Acropora humilis, also known as finger coral, is a species of acroporid coral found in the Gulf of Aden, the Red Sea, the northern and southwestern Indian Ocean, Australia, the central Indo-Pacific, Japan, southeast Asia, the East China Sea, the central and western Pacific Ocean, the Johnston Atoll and the northwestern Hawaiian Islands. It also occurs in the Raja Ampat Islands, Mariana Islands, Palau, and the Pitcairn Islands. Occurring in tropical shallow reefs on upper reef flats and slopes at depths of up to 12 m, it was described by Dana in 1846.

==Description==
The species is found in digitate colonies of thick tapering branches. The branches contain one or more axial corallites that are large and dome-shaped, and either incipient axial corallites or branchlets at their bases. Its radial corallites are found in two different diameters, the larger of which are organised in rows. It is mainly cream, blue, brown or purple in colour and the branches have cream or blue tips.

==Distribution==
It is classed as a Near Threatened species on the IUCN Red List and it is believed that its population is decreasing; the species is also listed under Appendix II of CITES. Figures of its population are unknown, but is likely to be threatened by the global reduction of coral reefs, the increase of temperature causing coral bleaching, climate change, human activity, the crown-of-thorns starfish (Acanthaster planci) and disease.

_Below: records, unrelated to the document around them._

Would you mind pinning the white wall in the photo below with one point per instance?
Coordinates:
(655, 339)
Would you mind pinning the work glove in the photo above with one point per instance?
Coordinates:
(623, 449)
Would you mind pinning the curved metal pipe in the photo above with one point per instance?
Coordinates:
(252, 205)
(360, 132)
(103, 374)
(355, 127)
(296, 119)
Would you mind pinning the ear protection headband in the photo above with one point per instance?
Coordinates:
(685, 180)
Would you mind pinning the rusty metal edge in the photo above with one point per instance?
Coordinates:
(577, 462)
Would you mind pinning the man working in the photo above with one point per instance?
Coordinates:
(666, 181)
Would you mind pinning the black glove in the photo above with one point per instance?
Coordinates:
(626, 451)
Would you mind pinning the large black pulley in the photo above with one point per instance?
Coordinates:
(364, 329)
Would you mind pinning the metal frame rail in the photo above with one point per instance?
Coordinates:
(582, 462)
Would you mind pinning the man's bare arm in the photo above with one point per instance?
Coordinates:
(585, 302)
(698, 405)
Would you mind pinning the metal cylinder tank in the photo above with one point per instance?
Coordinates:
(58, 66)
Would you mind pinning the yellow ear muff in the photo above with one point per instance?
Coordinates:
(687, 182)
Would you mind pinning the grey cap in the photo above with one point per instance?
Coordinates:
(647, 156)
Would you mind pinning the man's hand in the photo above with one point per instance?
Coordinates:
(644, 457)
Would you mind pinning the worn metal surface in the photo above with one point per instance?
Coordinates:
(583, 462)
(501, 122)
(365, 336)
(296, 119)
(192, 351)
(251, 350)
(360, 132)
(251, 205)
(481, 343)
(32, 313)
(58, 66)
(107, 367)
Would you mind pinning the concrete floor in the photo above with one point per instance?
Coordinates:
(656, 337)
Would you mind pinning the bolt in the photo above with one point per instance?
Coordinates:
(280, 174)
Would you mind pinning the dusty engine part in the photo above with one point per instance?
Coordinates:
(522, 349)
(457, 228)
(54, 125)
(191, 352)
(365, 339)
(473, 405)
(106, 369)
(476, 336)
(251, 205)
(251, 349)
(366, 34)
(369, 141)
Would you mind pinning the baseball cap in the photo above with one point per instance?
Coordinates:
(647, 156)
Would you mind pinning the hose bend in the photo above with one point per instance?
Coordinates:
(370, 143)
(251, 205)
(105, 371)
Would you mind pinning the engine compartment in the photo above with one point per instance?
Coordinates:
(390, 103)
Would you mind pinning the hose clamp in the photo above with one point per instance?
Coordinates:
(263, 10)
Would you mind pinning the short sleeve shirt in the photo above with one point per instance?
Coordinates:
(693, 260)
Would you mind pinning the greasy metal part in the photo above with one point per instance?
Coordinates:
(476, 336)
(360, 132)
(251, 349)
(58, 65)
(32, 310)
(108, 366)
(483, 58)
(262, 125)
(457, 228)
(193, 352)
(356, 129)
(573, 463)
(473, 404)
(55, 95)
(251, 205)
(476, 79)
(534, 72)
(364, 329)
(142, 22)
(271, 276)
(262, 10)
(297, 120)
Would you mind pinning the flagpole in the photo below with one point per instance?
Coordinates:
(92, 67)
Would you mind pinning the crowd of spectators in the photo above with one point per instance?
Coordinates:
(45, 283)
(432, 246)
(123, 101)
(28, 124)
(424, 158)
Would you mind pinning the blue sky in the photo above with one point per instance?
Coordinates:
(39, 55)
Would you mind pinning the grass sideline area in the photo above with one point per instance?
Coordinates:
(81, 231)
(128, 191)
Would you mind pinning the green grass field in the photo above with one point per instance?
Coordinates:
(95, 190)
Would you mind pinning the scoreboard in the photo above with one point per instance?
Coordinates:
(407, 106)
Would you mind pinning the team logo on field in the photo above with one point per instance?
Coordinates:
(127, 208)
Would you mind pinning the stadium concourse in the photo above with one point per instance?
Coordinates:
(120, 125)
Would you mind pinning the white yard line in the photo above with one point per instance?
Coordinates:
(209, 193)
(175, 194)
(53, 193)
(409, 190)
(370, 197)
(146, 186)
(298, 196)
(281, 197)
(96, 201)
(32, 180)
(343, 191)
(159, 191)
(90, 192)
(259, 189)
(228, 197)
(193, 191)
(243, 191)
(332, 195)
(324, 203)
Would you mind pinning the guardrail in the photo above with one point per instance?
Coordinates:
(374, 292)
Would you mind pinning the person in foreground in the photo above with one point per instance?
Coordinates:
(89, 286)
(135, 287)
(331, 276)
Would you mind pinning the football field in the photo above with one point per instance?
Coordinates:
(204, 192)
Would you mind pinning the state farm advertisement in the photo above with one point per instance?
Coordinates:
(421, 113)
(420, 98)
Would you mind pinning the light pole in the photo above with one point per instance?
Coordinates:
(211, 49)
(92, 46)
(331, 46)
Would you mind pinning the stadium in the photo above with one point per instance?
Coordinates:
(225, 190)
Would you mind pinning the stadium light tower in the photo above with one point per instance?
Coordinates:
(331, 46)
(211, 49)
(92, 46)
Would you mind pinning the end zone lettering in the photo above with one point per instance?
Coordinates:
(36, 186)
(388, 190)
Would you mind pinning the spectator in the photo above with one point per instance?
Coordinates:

It occurs in the Gulf of Aden, the Red Sea, the northern and southwestern Indian Ocean, Australia, the central Indo-Pacific, Japan, southeast Asia, the East China Sea, the central and western Pacific Ocean, the Johnston Atoll and the northwestern Hawaiian Islands. It is present in the Raja Ampat Islands, Mariana Islands, Palau, and the Pitcairn Islands. The species occurs at depths of up to 12 m on tropical upper reef flats and slopes and is exported to aquariums.

==Taxonomy==
It was described as Madrepora humilis by Dana in 1846.